ToyMania! uses the allowance method for uncollectible accounts. Credit terms are 2/10, n/30. Longer payment terms are available by accepting interest-bearing notes receivable. Terms will vary depending on individual circumstances and will be provided in the related transactions. Notes under $1,000 are collected by ToyMania! while notes greater than $1,000 are collected by either Dean Bank or Marshall Bank.

Interest is based on a 360-day year. Estimated uncollectibles are based on 3 percent of accounts receivable. Accounts are written off, as they are deemed uncollectible; however, efforts to collect all receivables continue for a two-year period.
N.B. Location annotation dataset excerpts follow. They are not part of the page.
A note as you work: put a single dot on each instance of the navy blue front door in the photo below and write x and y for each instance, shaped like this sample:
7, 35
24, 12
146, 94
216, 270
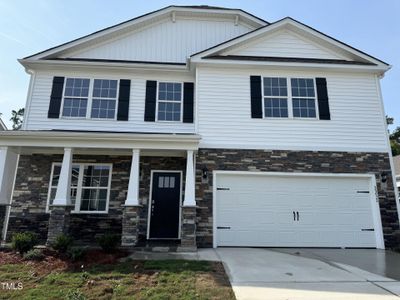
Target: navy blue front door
165, 205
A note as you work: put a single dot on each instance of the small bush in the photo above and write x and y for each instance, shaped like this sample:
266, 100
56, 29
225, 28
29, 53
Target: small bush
108, 242
77, 253
34, 254
24, 241
75, 295
62, 243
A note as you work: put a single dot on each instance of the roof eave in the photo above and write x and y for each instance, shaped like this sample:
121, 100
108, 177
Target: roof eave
274, 26
378, 69
122, 25
32, 64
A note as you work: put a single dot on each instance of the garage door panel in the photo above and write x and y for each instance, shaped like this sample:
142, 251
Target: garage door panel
259, 211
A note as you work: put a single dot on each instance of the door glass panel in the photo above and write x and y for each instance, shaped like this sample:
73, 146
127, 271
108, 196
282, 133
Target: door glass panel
172, 182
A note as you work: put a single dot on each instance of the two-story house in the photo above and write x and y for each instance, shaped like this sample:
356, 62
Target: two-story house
206, 126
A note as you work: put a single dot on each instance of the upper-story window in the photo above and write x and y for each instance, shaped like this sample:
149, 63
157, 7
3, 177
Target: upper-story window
301, 100
76, 95
104, 98
99, 95
275, 97
169, 101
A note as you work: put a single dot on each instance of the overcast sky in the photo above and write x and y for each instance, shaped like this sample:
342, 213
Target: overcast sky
27, 27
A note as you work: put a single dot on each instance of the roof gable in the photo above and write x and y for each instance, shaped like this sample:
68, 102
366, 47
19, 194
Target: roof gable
172, 12
285, 43
164, 41
282, 38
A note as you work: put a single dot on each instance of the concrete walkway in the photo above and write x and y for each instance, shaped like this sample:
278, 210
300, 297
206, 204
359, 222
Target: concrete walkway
278, 275
303, 274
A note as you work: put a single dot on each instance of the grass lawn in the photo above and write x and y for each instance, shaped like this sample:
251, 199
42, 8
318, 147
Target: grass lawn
54, 278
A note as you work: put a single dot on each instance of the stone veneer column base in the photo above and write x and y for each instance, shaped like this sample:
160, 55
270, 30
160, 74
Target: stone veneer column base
130, 226
188, 230
3, 213
58, 222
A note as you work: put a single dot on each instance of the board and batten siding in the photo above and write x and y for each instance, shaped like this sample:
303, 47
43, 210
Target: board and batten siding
166, 41
224, 116
285, 44
36, 118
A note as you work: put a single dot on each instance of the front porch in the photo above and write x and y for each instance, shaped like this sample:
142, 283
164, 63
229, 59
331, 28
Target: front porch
98, 186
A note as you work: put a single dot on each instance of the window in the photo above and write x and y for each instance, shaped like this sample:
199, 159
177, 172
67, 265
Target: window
76, 94
275, 97
278, 100
90, 186
169, 101
303, 98
166, 182
54, 182
104, 99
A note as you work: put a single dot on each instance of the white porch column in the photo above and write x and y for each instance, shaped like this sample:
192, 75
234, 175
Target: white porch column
8, 167
132, 198
63, 193
190, 181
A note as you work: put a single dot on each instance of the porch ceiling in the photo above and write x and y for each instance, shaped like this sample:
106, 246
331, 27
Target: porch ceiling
98, 142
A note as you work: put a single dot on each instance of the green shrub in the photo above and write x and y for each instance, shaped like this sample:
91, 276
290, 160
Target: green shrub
77, 253
75, 295
34, 254
24, 241
62, 243
108, 242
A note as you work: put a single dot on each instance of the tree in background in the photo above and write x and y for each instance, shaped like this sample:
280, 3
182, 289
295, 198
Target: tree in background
17, 117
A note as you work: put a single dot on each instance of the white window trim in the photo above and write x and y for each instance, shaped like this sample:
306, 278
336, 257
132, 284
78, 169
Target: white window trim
315, 100
289, 98
79, 187
272, 97
90, 99
158, 100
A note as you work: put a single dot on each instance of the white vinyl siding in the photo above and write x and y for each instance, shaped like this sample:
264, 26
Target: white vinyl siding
37, 114
225, 121
166, 41
285, 44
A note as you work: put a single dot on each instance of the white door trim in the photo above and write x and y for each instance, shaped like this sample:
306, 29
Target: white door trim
380, 244
150, 199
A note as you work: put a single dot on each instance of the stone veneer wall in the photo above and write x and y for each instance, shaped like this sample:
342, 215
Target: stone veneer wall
28, 212
31, 187
293, 161
3, 210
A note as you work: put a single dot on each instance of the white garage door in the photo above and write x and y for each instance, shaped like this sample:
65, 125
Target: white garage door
295, 211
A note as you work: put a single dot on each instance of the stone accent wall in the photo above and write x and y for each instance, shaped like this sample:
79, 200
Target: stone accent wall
188, 230
28, 206
28, 210
293, 161
3, 210
130, 226
59, 222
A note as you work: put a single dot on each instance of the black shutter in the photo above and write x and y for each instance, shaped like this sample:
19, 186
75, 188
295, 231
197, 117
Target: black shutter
150, 104
55, 98
123, 99
323, 102
255, 96
188, 90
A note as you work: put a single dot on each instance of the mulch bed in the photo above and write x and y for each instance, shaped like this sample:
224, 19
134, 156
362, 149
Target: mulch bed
55, 261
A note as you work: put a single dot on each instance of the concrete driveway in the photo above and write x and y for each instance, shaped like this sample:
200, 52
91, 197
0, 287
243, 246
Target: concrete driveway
311, 274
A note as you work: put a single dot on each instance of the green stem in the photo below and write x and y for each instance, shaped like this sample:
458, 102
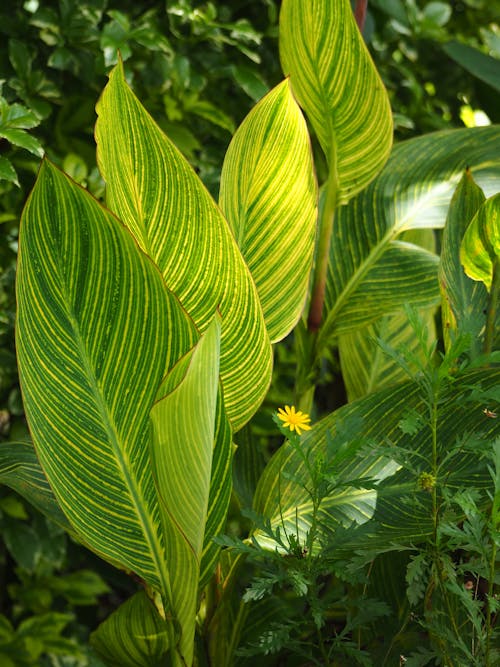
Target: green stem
325, 223
491, 315
495, 525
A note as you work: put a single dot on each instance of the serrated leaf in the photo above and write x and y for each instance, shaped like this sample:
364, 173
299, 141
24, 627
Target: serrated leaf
268, 195
394, 510
336, 83
175, 221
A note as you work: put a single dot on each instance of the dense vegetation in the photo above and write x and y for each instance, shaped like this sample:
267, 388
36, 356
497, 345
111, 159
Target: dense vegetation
198, 68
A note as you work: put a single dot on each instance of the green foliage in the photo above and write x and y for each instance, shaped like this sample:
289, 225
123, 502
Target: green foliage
148, 318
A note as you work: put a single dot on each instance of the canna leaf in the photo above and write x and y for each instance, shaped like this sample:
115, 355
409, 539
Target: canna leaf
337, 85
268, 195
412, 192
184, 421
132, 636
154, 191
480, 250
463, 301
96, 330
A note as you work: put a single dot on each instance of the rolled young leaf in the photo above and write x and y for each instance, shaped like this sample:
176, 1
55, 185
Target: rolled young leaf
158, 196
182, 448
132, 636
480, 250
337, 85
96, 329
268, 195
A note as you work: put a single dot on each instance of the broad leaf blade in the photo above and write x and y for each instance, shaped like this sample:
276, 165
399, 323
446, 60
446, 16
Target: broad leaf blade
268, 195
365, 365
480, 251
133, 636
464, 301
95, 331
151, 187
413, 191
182, 453
336, 83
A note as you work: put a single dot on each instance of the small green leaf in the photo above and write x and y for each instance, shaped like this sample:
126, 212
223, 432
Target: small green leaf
480, 250
7, 171
463, 300
23, 140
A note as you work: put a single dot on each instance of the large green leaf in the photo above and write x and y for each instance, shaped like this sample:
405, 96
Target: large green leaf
154, 191
268, 195
133, 636
365, 365
480, 251
96, 330
413, 191
184, 421
336, 83
21, 471
399, 510
464, 301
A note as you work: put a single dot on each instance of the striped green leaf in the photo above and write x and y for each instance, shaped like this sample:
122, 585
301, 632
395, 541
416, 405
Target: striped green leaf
480, 250
20, 470
413, 191
154, 191
463, 301
96, 330
268, 195
365, 366
132, 636
336, 83
184, 421
395, 510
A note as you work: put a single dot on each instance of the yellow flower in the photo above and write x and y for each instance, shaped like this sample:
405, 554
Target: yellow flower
295, 421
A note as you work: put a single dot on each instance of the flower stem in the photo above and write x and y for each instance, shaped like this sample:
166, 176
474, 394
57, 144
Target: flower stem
327, 206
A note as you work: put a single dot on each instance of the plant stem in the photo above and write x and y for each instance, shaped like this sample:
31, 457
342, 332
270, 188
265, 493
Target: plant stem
327, 206
492, 308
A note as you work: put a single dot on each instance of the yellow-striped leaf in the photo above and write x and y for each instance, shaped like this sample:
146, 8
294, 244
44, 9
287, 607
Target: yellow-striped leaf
336, 83
268, 195
413, 191
365, 365
480, 251
154, 191
21, 471
96, 330
182, 454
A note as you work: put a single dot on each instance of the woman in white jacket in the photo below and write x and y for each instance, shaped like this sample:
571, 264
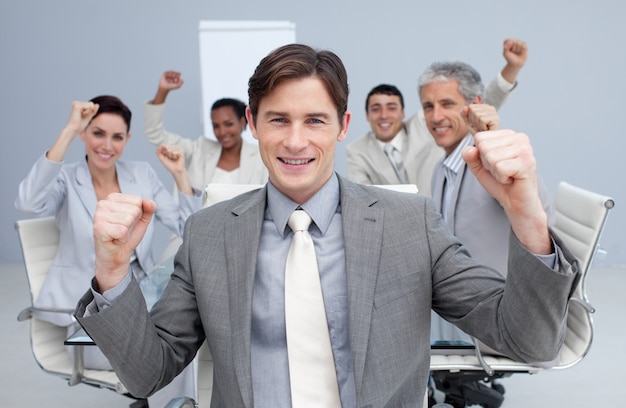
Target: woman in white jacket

ToyMania! occasionally writes notes to finance larger purchases and to extend time on accounts payable. Terms will be specified in the related transactions. Again, interest is based on a 360-day year.

Plant assets are depreciated using one of the various GAAP methods for depreciation. Fully depreciated assets that are useful remain in service until a sale, trade, or disposal is necessary. ToyMania! holds a patent on a toy which is amortized during year-end adjustments. The $25,000 patent’s economic life is 10 years although the legal life is 20 years.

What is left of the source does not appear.